"The next time you go to the market take a notebook and write down fifty things about the trip - on the way, there, in the parking lot, coming home. List ten projects for which sources could be found at the market, not necessarily related to the buying and selling of food. Make three- or four-line poems from the promises on the food labels" (Kent & Steward, 2008, p. 57)
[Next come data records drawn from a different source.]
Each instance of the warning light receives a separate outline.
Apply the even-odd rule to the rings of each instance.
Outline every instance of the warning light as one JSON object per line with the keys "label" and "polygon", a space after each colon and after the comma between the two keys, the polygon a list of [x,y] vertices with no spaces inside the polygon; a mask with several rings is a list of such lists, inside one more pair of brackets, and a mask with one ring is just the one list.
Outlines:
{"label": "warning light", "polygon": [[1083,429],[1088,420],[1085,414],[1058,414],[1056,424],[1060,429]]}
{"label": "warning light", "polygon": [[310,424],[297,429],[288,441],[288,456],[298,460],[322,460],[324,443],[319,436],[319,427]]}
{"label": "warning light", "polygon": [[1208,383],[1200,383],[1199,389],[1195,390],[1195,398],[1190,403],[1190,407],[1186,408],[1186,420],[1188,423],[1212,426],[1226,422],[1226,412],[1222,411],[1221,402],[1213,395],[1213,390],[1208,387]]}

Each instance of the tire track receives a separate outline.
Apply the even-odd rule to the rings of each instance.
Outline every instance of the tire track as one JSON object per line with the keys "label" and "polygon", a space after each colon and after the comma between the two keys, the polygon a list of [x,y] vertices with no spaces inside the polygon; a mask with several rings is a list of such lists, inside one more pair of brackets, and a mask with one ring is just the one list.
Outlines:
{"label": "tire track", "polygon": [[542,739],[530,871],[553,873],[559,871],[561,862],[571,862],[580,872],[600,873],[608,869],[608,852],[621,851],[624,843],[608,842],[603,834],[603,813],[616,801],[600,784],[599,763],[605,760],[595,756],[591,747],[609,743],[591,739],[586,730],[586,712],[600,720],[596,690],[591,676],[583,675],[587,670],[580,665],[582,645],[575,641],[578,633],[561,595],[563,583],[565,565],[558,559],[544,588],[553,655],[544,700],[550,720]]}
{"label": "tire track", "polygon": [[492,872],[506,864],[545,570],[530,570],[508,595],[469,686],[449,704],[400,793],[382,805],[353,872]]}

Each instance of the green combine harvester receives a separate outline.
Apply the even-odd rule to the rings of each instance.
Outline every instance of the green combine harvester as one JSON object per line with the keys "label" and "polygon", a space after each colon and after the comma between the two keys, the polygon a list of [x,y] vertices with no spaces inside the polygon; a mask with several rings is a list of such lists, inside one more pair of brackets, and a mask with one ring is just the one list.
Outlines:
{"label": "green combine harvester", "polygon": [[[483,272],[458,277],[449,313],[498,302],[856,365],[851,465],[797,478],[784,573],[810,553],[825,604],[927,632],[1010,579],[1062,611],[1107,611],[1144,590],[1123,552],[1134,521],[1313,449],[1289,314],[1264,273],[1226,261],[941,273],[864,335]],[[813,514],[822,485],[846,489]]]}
One of Corita's most infamous works is her serigraph print "tomato"(1964) in which she quoted fellow educator, Sam Eisenstein’s reaction to the 1964 Mary’s Day celebration: “If a canned food company feels justified in saying their tomatoes are the juiciest, it is not desecration to say, ‘Mother Mary is the juiciest tomato of them all.” Although this could be read as a challenge to Church authority, Dackerman (2015) asserts that tomato also shows Corita’s commitment to the revitalizations engendered by Vatican II, specifically the shift from Latin Mass to use of vernacular language. By borrowing from cultural vernacular, the infamous serigraph is described by the aforementioned scholars as an expression of making the Gospel more accessible. However, as Dackerman further explains, the serigraph also offered an updated conception of female divinity. In the words of Corita’s friend and co-conspirator Father Daniel Berrigan, “all hell broke loose” after the publication of tomato. Voicing his understanding that within structures of the Catholic society, Fr. Berrigan describes the conflict through his claim that men “owned the icons of the Blessed Virgin,” and thereby “owned” women (Ault, 2006, p. 116).
In what ways do advertisements engage with body politics? Who owns YOUR oranges? Who grew them? How fresh are they? How juicy? Are they organic? How does this speak to agri/cultural norms?